Opinion
Attentats en
Turquie :
la vengeance ou une guerre de
provocation
Nikita
Sorokine
Photo: EPA
Mercredi 15 mai
2013 Les versions des buts et des
commanditaires de l'attentat en
Turquie ne sont point variées.
Tandis que les conséquences des
explosions à Reyhanli peuvent
représenter une menace à l'ensemble
du continent.
Les explosions dans
la ville turque située à la
frontière avec la Syrie ont été
organisées le 11 mai sur l'ordre de
Damas et ont visé les réfugiés
syriens. Telle est la version
énoncée par le chef du gouvernement
turc, Recep Tayyip Erdogan. Damas
trouve, au contraire, que les
attentats ont été menés par des
services secrets turcs en vue de
provoquer, en fin de compte,
l'invasion du territoire de Syrie
par l'armée de Turquie.
Le premier ministre
Erdogan a déclaré que son pays ne
cédera pas à la provocation, tandis
que le vice-premier ministre syrien
Qadri Jamil a mis en doute, en
public, le fait que la Turquie était
prête à une grande guerre : « Je ne
pense pas que la Turquie est en
mesure de mener une guerre, ils sont
en proie à une guerre intérieure
depuis 30 ans ».
L'expert de
l'Institut d'orientalisme appliqué
et d'africanisme Saïd Gafourov
estime qu'au premier chef il
faudrait analyser la version la plus
véridique de ces attentats :
Il
paraît qu'il s'agit des problèmes
turcs internes. Plus encore, des
conflits intercommunautaires turcs:
aussi bien interethniques
qu'interconfessionnels. Surtout si
l'on tient compte du fait qu'à
Alexandrette, à la frontière
turco-syrienne, la moitié de la
population sont des Arabes, il y a
aussi beaucoup de Kurdes et des
Turkmènes. Il y est des problèmes
entre les tribus, mais aussi entre
les alaouites et le gouvernement
sunnite. Erdogan qui parlait au
début de son droit à toute réaction,
ayant en vue la Syrie, a
cardinalement changé ses propos
depuis. Il est tout à fait évident
que les services secrets l'ont
informé que les Syriens n'y étaient
pour rien. Je crains que des
attentats puissent suivre en
représailles. Alors la situation en
Turquie pourra être aussi
déstabilisée qu'en Irak et au
Pakistan.
Pour ce qui est du
prétexte à l'invasion de la Syrie
par les troupes turques, Ankara n'en
a pas besoin, estime Saïd Gafourov.
Les Turcs ne se hasarderont pas à
déclencher une guerre sans avoir le
soutien inconditionnel de l'OTAN. Ce
soutien leur est nécessaire étant
donné la situation
militaro-politique tendue à
l'intérieur du pays.

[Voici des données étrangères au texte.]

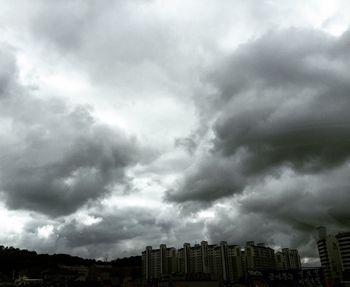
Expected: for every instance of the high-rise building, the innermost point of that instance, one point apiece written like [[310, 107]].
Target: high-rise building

Pourtant le
secrétaire général de l'Alliance
atlantique, Anders Fogh Rasmussen, a
dit que l'OTAN n'entreprendrait
aucune action contre la Syrie sans
avoir les sanctions du Conseil de
sécurité de l'ONU. Les militaires
turcs sont suffisamment sérieux et
raisonnables pour ne pas admettre
l'ingérence en Syrie d'une armée qui
peut recevoir une insurrection dans
ses arrières.
Entre-temps la
Turquie et ses services secrets
continuent de participer activement
à la guerre civile syrienne du côté
de l'opposition. C'est là la cause
authentique des explosions dans la
ville turque de Reyhanli, est
convaincu l'expert militaire Viktor
Baranets :
Les attentats d'une telle ampleur et
même plus puissants sur le
territoire de Turquie s'imposaient
depuis longtemps. Cela concerne dans
la même mesure le territoire de tout
autre pays appuyant l'opposition
syrienne par les armes, les
finances, la force vive, voire même
par le soutien médiatique. A mon
avis, pour la Syrie c'est l'unique
moyen de montrer à la Turquie qu'il
ne faut pas s'ingérer dans les
affaires intérieures de Syrie. Je
pense que c'est un acte de vengeance
à la Turquie pour son attitude
malveillante envers la situation
chez son voisin.
Viktor Baranets
rappelle que l'Iran nucléaire est un
des partisans les plus fervents du
régime syrien en place. Les Iraniens
comprennent parfaitement que si
l'OTAN foule aux pieds la Syrie,
elle fera la même chose avec l'Iran.
Etant donné la puissance militaire
de l'alliance, la République
islamique n'aura une autre issue que
de recourir, à un moment décisif, à
des frappes nucléaires. Cela
provoquera, sans aucun doute, des
tirs nucléaires de la part d'Israël
et les développements ultérieurs
peuvent être imprévisibles. Une
guerre régionale pourra prendre les
dimensions continentales.
Il ne s'agit,
heureusement, que des versions et
des conjectures. Mais il importe de
noter que ce sont des éléments d'une
grande guerre médiatique dans
laquelle les virages les plus
inattendus sont possibles.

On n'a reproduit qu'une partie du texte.